Pnc Bank v. Richard Sterba

TASHIMA, Circuit Judge,

concurring in the judgment:

Although the majority reaches the correct result, it gets there by an unnecessarily circuitous route. Because I believe there is a more direct route, that is not only shorter, but preferable, I concur in the judgment only.

The promissory note at issue in this case contains the following choice-of-law provision:

[T]his Note shall be governed by and construed in accordance with ... the laws of Ohio, to the extent Ohio laws are not preempted by federal laws or regulations, and without regard to conflict of law principles.1

(Emphasis added.) The question we should be asking ourselves is whether there is any valid reason why the parties’ choice-of-law should not be honored? As the majority recognizes, Maj. Op. at 1177 & 1179, because this is a federal question case, federal choice-of-law rules, which generally follow the Restatement (Second) of Conflict of Laws (“Restatement”), apply.
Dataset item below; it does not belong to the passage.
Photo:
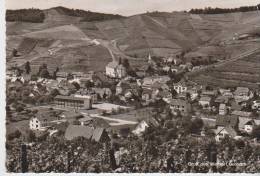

See Liberty Tool & Mfg. v. Vortex Fishing Sys., Inc. (In re Vortex Fishing Sys., Inc.), 277 F.3d 1057, 1069 (9th Cir. 2001).

In turn, § 187 of the Restatement provides that “[t]he law of the state chosen by the parties ... will be applied.... ” We have consistently honored the parties’ choice-of-law, including provisions of similar import to the italicized provision in this case that the chosen law applies “without regard to conflict of law principles.” See, e.g., Mortensen v. Bresnan Comm’cns, LLC, 722 F.3d 1151, 1155 (9th Cir. 2013) (applying New York law “without regard to New York’s choice of law principles” (footnote omitted)); Fuku-Bonsai, Inc. v. E.I. Du Pont de Nemours & Co., 187 F.3d 1031, 1033 n.3 (9th Cir. 1999) (applying Delaware law “without giving effect to the *1182conflict of laws or choice of law provisions thereof’); id. at 1034 (“it is agreed that Delaware law applies”) (Boochever, J., dissenting).

Under this line of cases and § 187, there is no reason not to give effect to the parties’ choice-of-law, which included their choice of the Ohio statute of limitations. That choice was made by inclusion of the phrase “without regard to conflict of law principles,” which, in this case, means without regard to any analysis that would otherwise be called for under § 142 of the Restatement. Thus, the majority’s extended analysis of how § 142 should be applied in this case contravenes the parties’ choice-of-law that the Ohio statute of limitations should apply, “without regard to conflict of law principles.”

For these reasons, I concur in the judgment REVERSING the judgment of the BAP and REMANDING for further proceedings.

. The majority completely ignores this italicized phrase in its analysis, noting only that “[t]he contractual choice-of-law provision in this case, adopting Ohio law, is materially identical to the one we construed in Des Brisay." Maj. Op. at 1178. But, of course, the choice-of-law provision at issue in Des Brisay did not include a provision like or comparable to the italicized phrase quoted in the text, above. See Des Brisay v. Goldfield Corp., 637 F.2d 680, 682 (9th Cir. 1981).